Permettez-moi, en effet, Monsieur le Président, de vous rappeler que le Burundi (comme la plupart des pays africains) et l’Union Européenne ne sont pas seulement liés par des partenariats politiques et économiques, mais par l’histoire. C’est justement ce contexte historique sur lesquels reposeraient ces partenariats que l’on peut facilement comprendre la situation actuelle du Burundi. Pour faire court, depuis l’accession à son indépendance, le Burundi a été confronté à des crises politico-ethniques tragiques souvent attisées par l’extérieur. Comme l’a constaté un des sages des Présidents de la Région des Grands Lacs, le Président Ougandais Yoweri KAGUTAMUSEVENI (Arusha, 1998) : « Au début le problème burundais n’était pas réellement grave car s’il y a un pays en Afrique qui pourrait faire preuve d’une grande cohésion sociale de par une culture commune et une histoire commune, c’est bien le Burundi. Cependant, ce problème s’est davantage compliqué en raison des manipulations coloniales et des différences idéologiques subséquentes des responsables burundais qui se sont succédés, touchant des millions de personnes qui ont injustement trouvé la mort et ceci a entraîné beaucoup de haine et d’amertume non seulement au niveau des groupes mais également au niveau des individus ». Ici on sous-entend la politique de diviser pour régner appliquée par la puissance coloniale d’alors.

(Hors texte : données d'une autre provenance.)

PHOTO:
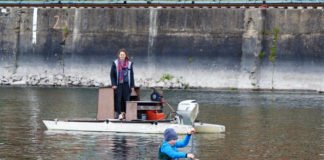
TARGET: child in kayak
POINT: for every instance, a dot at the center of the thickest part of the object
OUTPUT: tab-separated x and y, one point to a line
168	149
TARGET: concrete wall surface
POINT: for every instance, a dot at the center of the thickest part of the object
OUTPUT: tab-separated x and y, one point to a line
170	47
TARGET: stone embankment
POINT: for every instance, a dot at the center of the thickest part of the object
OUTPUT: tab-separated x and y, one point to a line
236	48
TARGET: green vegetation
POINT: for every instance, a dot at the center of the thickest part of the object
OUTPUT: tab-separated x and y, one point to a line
65	32
166	77
261	55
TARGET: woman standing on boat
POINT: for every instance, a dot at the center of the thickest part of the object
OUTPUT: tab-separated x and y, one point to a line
122	80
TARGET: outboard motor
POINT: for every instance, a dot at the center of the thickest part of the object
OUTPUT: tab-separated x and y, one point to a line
187	112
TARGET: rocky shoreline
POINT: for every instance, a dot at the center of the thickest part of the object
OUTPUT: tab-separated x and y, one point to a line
60	80
57	80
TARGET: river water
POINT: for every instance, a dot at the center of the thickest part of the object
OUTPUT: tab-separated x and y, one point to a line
260	126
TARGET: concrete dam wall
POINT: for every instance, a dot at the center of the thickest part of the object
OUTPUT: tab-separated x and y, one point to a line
172	47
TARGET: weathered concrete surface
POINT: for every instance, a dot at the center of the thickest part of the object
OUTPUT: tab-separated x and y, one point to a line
199	47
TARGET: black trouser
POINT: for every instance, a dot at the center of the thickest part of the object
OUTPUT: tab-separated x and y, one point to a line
122	95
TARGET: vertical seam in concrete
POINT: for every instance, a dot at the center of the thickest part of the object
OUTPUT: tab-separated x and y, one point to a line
152	34
75	34
34	30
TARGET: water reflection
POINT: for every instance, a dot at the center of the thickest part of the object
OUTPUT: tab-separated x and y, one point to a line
259	126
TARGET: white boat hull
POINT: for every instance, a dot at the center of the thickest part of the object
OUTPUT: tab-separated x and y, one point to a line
126	127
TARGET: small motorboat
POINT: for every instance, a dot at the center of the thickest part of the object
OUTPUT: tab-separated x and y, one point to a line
185	118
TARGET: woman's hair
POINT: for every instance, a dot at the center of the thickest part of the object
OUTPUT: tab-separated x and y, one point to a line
122	50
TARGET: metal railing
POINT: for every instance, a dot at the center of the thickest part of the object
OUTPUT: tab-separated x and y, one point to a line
159	1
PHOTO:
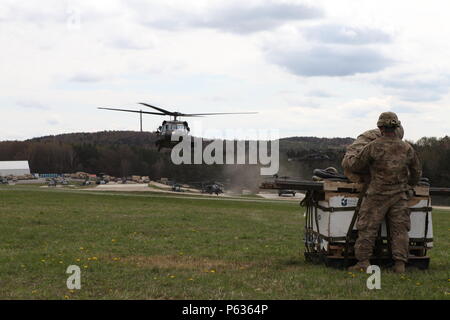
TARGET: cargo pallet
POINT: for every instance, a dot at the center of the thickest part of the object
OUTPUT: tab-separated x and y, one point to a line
330	231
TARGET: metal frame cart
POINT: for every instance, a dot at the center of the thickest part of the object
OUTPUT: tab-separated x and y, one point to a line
331	215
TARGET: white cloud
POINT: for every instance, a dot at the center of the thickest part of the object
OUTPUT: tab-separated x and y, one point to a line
323	68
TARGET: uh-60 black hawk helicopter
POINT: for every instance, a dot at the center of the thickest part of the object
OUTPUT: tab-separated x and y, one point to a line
168	127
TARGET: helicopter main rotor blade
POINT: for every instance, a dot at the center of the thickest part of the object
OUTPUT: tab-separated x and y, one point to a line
215	114
135	111
170	113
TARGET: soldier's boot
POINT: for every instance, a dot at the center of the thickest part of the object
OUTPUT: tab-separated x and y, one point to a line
360	266
399	266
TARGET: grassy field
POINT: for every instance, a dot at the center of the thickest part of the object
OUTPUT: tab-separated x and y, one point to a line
150	246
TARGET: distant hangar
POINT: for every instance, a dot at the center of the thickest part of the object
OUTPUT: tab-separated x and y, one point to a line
15	168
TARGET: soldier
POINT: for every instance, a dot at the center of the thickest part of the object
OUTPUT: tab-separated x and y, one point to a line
352	150
393	165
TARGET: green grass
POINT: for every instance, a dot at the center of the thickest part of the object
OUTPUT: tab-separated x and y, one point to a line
153	246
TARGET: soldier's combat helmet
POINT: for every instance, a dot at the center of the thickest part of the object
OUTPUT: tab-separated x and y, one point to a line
388	119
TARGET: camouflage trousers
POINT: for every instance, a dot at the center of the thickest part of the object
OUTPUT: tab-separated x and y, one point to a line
373	210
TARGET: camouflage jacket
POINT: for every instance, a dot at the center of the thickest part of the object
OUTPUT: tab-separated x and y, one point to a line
393	165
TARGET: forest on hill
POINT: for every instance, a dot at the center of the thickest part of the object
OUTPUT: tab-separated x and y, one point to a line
125	153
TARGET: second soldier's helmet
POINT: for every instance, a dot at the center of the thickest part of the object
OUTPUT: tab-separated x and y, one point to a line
388	119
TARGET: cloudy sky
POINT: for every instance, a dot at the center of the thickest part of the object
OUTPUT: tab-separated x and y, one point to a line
322	68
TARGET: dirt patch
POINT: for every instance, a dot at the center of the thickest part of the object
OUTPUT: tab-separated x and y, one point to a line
183	262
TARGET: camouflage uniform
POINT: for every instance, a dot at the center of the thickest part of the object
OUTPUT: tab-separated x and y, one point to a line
393	165
352	150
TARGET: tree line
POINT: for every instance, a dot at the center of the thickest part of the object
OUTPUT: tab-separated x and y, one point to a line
125	153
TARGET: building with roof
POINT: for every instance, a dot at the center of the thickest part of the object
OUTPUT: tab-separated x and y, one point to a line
15	168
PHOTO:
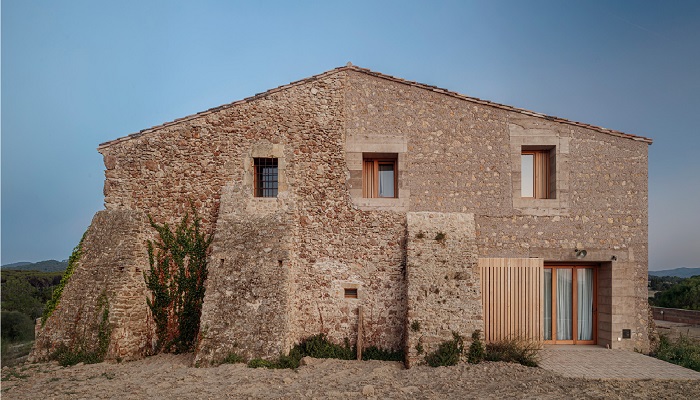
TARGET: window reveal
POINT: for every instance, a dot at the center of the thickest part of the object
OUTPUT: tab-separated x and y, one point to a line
535	174
379	178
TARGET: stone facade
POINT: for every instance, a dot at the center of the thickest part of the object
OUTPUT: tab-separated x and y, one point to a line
280	266
109	274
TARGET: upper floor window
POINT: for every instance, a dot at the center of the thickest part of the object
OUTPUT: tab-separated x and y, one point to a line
536	174
266	177
379	176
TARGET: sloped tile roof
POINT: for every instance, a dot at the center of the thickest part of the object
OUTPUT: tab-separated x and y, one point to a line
355	68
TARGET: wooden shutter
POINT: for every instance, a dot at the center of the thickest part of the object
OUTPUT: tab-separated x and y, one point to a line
512	298
368	177
541	174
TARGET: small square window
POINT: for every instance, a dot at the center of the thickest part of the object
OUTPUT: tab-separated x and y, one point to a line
535	174
379	177
266	177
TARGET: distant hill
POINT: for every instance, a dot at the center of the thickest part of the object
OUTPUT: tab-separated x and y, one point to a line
15	265
43	266
679	272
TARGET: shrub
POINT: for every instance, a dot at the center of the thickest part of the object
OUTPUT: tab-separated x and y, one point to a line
232	358
476	352
684	352
67	356
178	262
375	353
260	363
448	353
515	350
319	346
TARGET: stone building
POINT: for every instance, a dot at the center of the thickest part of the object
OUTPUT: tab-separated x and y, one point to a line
429	211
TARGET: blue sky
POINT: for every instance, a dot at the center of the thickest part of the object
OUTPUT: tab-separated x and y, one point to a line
76	73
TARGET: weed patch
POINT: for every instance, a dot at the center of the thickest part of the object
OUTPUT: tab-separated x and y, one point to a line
514	350
476	353
448	352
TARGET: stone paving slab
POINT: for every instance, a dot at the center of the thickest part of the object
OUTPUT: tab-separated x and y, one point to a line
600	363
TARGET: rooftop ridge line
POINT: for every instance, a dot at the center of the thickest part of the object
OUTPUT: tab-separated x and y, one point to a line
380	75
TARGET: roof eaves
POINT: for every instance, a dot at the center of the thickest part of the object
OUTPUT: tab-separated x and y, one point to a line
382	76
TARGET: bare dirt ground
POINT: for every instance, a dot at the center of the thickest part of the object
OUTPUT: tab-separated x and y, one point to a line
169	376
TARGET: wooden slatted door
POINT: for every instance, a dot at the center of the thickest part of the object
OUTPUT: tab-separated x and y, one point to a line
511	293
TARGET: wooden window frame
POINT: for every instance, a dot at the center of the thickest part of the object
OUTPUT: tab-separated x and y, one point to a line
259	164
574	304
541	176
370	175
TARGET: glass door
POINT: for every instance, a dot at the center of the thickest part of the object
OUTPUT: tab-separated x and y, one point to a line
569	304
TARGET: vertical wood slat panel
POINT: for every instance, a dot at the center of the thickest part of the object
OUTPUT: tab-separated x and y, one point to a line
511	293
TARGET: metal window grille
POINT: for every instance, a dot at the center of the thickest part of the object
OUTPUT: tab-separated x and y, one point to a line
266	177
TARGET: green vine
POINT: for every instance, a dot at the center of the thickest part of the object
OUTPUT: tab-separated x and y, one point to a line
178	261
58	291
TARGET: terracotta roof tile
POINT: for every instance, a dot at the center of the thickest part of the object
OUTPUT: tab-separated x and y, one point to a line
351	67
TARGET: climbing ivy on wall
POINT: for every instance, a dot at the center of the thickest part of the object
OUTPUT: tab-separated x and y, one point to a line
58	291
178	260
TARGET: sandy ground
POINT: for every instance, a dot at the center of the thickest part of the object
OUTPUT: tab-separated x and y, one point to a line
169	376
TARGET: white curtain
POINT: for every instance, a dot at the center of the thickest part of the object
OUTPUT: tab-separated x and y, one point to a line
547	304
585	303
564	303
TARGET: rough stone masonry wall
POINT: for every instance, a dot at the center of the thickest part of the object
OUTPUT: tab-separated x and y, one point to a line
444	286
333	243
111	266
246	302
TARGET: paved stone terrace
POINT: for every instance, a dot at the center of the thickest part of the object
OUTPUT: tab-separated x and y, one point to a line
600	363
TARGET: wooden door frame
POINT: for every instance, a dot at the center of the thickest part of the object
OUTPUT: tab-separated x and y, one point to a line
574	303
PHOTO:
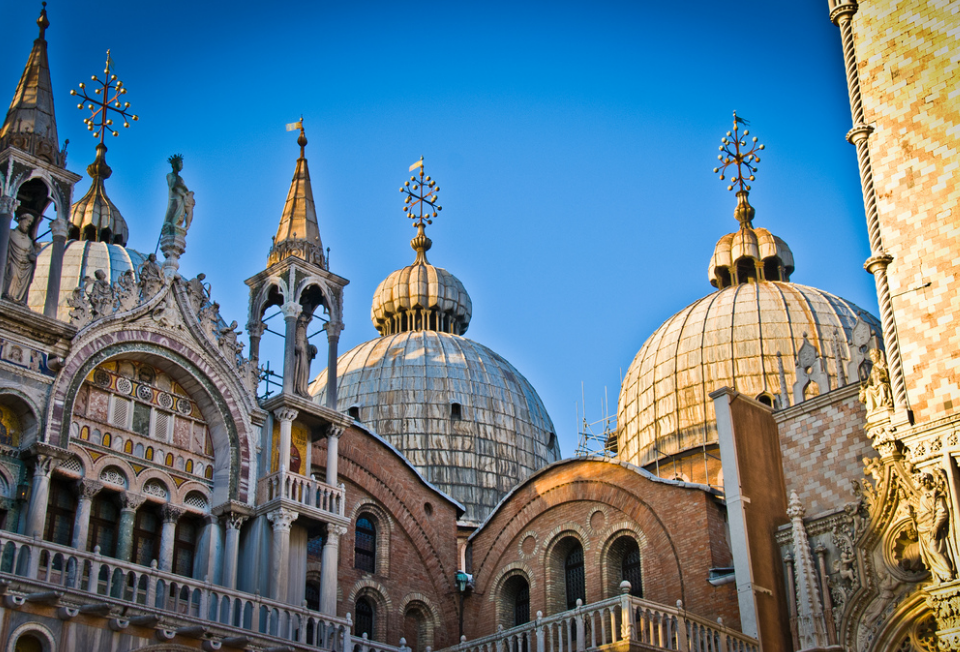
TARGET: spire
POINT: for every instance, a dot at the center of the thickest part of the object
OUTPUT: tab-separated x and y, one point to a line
31	124
299	233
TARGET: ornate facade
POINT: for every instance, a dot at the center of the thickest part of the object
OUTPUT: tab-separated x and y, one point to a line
782	456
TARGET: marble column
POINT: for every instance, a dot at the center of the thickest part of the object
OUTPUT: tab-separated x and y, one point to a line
333	338
281	519
86	490
329	567
168	532
291	311
8	206
231	553
131	502
333	453
285	416
39	495
58	231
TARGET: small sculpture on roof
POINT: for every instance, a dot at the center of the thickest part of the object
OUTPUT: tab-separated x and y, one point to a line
21	260
180	202
875	392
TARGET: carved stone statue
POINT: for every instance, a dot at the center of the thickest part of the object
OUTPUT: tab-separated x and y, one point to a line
932	519
101	295
180	202
21	260
151	277
875	393
303	353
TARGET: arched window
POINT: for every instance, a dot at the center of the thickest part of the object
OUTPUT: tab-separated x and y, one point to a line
574	580
61	512
365	544
365	618
185	546
146	535
104	516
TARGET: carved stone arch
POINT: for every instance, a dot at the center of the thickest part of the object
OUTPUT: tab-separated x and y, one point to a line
27	412
219	406
610	556
384	526
38	630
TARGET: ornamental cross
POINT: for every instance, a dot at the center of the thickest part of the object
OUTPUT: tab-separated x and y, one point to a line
420	204
103	104
735	151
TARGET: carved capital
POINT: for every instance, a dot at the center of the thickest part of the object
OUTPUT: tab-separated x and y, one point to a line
59	228
131	501
171	514
282	519
234	520
88	488
291	309
285	414
8	205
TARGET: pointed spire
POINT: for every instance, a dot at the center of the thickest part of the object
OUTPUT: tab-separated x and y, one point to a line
299	233
31	124
94	217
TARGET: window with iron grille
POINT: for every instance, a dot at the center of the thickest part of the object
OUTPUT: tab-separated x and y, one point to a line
573	570
365	545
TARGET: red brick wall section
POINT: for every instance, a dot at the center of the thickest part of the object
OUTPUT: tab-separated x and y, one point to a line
422	560
823	445
680	530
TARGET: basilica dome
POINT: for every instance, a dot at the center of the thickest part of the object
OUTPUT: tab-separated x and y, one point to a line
746	336
460	413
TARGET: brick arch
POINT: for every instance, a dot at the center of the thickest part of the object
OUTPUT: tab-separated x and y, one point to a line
221	407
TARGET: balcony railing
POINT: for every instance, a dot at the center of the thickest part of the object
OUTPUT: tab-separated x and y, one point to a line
622	618
301	490
91	578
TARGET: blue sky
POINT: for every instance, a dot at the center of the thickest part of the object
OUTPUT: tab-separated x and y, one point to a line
574	144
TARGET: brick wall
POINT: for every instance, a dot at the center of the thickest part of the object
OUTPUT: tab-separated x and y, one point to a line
823	445
908	66
680	530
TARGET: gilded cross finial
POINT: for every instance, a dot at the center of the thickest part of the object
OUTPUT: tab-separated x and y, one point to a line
737	150
420	205
105	103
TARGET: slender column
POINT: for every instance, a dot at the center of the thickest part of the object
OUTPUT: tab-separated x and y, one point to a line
281	519
333	338
290	313
168	531
39	495
8	206
87	489
58	231
286	417
329	565
231	552
859	137
333	453
131	502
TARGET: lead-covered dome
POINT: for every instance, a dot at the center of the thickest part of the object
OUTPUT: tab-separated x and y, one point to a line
459	412
730	338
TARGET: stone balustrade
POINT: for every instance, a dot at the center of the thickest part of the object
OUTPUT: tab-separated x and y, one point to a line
302	490
91	578
619	619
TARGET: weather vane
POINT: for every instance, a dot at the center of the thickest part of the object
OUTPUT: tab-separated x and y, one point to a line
102	105
420	204
734	151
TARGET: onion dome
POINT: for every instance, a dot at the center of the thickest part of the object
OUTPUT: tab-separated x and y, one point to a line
80	259
95	217
299	232
421	297
730	338
460	413
31	124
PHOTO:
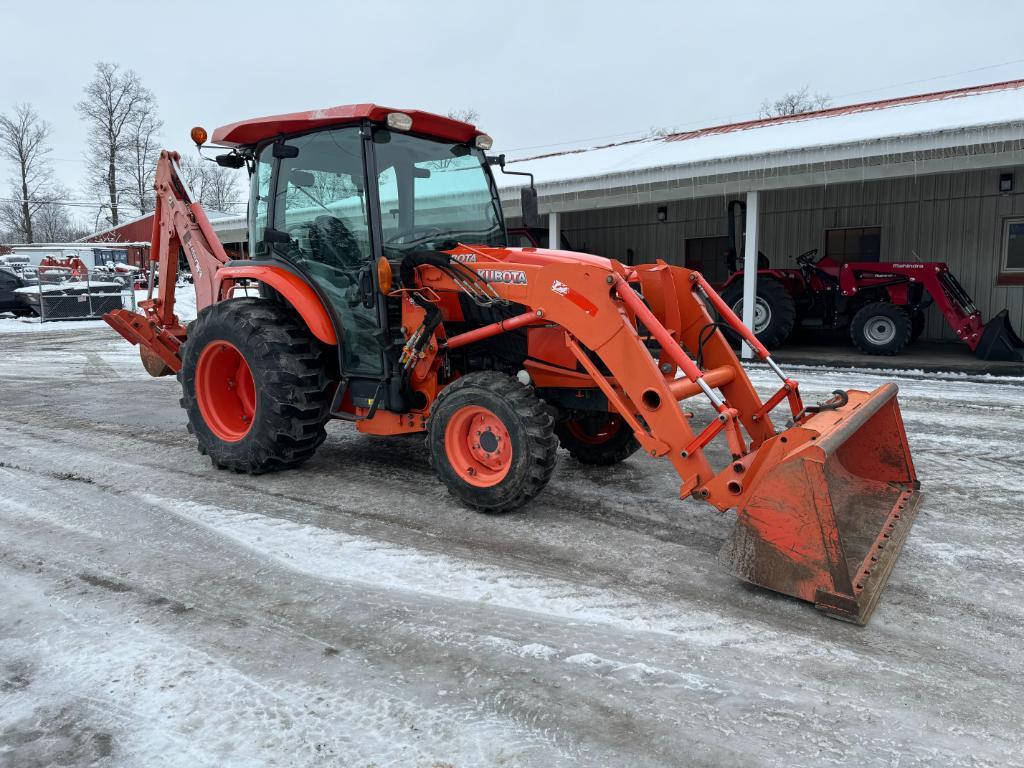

Cette ingérence de cette ancienne puissance coloniale, la Belgique (toujours considérée comme chef de file dans la diplomatie occidentale au Burundi) dans les affaires intérieures du Burundi s’est manifestée pendant les différentes transitions de la politique mondiale. Après l’acquisition de l’indépendance, le peuple burundais n’oubliera jamais l’assassinat du héros de cette indépendance, le Prince Louis RWAGASORE. Un pouvoir militaire dans les mains d’un petit groupe d’individus issue d’une élite formée dans des universités et académies militaires belges fut installée. C’est cette oligarchie militaire qui régna d’une main de fer et sans partage sur le Burundi pendant plus de 30 ans brisant ainsi le rêve du Prince RWAGASORE de voir un Burundi uni, prospère et en paix. A signaler que toute tentative de transformer ce rêve en réalité était mâtée dans le sang, surtout sur base des clivages ethniques (les tragédies de 1965,1969, 1972, 1988, 1991 et 1993 en témoigneront la teneur).
Si la guerre froide reste gravée dans les mémoires du monde contemporain, sa fin dans les années 90 a suscité des espoirs chez les peuples opprimés par des années de dictatures militaires. Le Burundi a donc saisi cette opportunité pour embrasser cette nouvelle ère. L’une des grandes lueurs d’espoirs à l’actif de cette dernière reste le vent de la démocratisation qui souffla sur le continent africain.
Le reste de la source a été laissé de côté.